# Getting to know Git
Tools used:
- `tree`
- `wc`
- `hexdump`

## The `.git` directory

In [1]:
git init first-repo

Initialized empty Git repository in /Users/trueskawka/Documents/Alicja/Projects/programming/building_git/first-repo/.git/


In [2]:
cd first-repo/

In [3]:
# list the directory structure
tree .git/

.git/
├── HEAD
├── config
├── description
├── hooks
│   ├── applypatch-msg.sample
│   ├── commit-msg.sample
│   ├── fsmonitor-watchman.sample
│   ├── post-update.sample
│   ├── pre-applypatch.sample
│   ├── pre-commit.sample
│   ├── pre-push.sample
│   ├── pre-rebase.sample
│   ├── pre-receive.sample
│   ├── prepare-commit-msg.sample
│   └── update.sample
├── info
│   └── exclude
├── objects
│   ├── info
│   └── pack
└── refs
    ├── heads
    └── tags

8 directories, 15 files


In [4]:
# configuration for this repository
cat .git/config

[core]
	repositoryformatversion = 0
	filemode = true
	bare = false
	logallrefupdates = true
	ignorecase = true
	precomposeunicode = true


- `repositoryformatversion = 0` - using version 0 of the repository format
- `filemode = true` - store each file's mode (e.g. if it's executable)
- `bare = false` - user will be editing working copy of files and creating commits
- `logallrefupdates = true` - reflog is enabled
- `ignorecase = true` and `precomposeunicode = true` - handle text encoding in OS X

In [9]:
# name of the repository
cat .git/description

Unnamed repository; edit this file 'description' to name the repository.


In [10]:
# reference to the current commit
cat .git/HEAD

ref: refs/heads/master


In [12]:
# .git/info contains metadata about the repository that don't fit into other main directories
# .git/info/exclude files that should not be checked in (not part of the source tree)
# as opposed to .gitignore which is tracked in Git
cat .git/info/exclude

# git ls-files --others --exclude-from=.git/info/exclude
# Lines that start with '#' are comments.
# For a project mostly in C, the following would be a good set of
# exclude patterns (uncomment them if you want to use them):
# *.[oa]
# *~


In [14]:
# scripts that Git will execute as part of core commands
# e.g. before creating a commit .git/hooks/pre-commit
# on init a lot of .sample files are created
cat .git/hooks/commit-msg.sample

#!/bin/sh
#
# An example hook script to check the commit log message.
# Called by "git commit" with one argument, the name of the file
# that has the commit message.  The hook should exit with non-zero
# status after issuing an appropriate message if it wants to stop the
# commit.  The hook is allowed to edit the commit message file.
#
# To enable this hook, rename this file to "commit-msg".

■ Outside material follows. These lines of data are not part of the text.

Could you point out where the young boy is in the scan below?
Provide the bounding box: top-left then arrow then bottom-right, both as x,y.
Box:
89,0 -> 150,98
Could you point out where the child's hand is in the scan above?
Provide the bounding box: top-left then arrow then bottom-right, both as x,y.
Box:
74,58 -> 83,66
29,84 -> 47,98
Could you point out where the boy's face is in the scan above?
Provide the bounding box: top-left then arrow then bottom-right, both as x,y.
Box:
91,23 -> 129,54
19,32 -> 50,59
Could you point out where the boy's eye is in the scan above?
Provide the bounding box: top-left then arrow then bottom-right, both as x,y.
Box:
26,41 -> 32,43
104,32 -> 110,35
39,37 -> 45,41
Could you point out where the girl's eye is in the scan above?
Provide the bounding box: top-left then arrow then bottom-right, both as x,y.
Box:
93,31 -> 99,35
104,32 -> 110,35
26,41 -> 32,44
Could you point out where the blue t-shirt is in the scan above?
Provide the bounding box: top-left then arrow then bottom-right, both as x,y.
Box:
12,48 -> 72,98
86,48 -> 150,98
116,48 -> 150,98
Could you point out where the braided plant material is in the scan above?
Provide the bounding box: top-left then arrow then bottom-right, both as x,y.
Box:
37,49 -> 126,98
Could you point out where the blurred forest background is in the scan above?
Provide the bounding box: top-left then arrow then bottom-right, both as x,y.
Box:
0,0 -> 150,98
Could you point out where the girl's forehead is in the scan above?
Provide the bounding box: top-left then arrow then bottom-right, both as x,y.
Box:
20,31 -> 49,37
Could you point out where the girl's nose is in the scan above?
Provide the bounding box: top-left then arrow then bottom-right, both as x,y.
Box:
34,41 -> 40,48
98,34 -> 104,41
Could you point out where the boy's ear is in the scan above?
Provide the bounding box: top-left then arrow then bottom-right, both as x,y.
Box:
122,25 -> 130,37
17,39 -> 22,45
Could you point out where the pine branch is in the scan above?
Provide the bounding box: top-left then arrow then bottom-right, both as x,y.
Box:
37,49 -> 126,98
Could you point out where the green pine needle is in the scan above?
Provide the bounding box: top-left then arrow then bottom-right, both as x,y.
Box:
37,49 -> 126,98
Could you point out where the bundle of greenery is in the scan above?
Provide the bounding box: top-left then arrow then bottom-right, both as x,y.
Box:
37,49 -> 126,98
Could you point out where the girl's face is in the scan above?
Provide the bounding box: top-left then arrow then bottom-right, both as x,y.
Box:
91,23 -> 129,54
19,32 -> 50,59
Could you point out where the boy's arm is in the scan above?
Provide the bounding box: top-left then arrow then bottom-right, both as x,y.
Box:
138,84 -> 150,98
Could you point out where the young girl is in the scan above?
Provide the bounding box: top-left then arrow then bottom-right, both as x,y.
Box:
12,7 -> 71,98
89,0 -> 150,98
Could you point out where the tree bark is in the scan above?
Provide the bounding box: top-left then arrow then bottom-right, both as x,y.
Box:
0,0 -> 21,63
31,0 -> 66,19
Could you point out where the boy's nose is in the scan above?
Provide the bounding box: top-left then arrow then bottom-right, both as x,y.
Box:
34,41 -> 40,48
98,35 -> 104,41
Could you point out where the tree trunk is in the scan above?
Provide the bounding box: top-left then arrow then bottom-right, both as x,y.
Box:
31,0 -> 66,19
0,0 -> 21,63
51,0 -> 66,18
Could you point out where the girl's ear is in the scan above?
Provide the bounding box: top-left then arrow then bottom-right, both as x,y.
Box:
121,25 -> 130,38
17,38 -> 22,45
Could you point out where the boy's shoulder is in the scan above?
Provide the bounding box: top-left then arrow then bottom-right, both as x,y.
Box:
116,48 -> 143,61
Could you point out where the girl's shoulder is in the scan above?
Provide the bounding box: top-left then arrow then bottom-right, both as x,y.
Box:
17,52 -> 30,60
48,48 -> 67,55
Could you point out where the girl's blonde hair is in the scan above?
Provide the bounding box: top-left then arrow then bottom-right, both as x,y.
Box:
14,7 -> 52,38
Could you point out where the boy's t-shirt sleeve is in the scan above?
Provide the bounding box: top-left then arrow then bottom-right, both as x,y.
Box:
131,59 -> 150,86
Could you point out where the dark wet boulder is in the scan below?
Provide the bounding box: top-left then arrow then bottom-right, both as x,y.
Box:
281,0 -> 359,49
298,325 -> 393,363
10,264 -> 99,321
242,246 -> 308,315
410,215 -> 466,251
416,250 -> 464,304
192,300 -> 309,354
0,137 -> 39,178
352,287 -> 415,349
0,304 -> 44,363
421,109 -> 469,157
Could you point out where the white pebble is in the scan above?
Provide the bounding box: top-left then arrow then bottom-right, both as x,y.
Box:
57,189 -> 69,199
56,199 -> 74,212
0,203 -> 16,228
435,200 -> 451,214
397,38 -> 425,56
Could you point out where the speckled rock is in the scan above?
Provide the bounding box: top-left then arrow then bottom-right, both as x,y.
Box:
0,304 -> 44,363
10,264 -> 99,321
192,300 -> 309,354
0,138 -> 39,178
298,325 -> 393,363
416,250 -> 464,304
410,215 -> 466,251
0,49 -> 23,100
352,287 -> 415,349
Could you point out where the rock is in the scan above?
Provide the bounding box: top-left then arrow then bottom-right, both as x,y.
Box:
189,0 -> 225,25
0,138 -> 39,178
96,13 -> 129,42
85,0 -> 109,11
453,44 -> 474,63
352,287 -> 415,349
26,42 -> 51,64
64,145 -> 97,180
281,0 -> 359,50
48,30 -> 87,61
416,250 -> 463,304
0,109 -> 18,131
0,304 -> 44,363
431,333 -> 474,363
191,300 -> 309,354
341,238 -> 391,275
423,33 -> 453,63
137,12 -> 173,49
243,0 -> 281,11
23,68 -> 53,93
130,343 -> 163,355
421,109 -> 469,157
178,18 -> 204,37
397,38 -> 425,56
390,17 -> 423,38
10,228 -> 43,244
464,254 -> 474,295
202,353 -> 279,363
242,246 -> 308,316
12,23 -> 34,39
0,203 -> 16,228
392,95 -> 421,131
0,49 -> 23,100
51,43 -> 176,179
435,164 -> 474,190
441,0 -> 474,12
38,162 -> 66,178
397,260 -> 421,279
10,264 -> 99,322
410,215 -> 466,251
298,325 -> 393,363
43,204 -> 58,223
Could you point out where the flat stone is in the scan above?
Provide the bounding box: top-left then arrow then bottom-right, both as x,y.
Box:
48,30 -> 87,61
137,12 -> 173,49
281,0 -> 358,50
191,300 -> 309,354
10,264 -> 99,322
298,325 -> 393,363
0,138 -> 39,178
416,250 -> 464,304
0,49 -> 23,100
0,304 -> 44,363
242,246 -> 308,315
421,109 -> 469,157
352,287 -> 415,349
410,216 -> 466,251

# Uncomment the below to add a Signed-off-by line to the message.
# Doing this in a hook is a bad idea in general, but the prepare-commit-msg
# hook is more suited to it.
#
# SOB=$(git var GIT_AUTHOR_IDENT | sed -n 's/^\(.*>\).*$/Signed-off-by: \1/p')
# grep -qs "^$SOB" "$1" || echo "$SOB" >> "$1"

# This example catches duplicate Signed-off-by lines.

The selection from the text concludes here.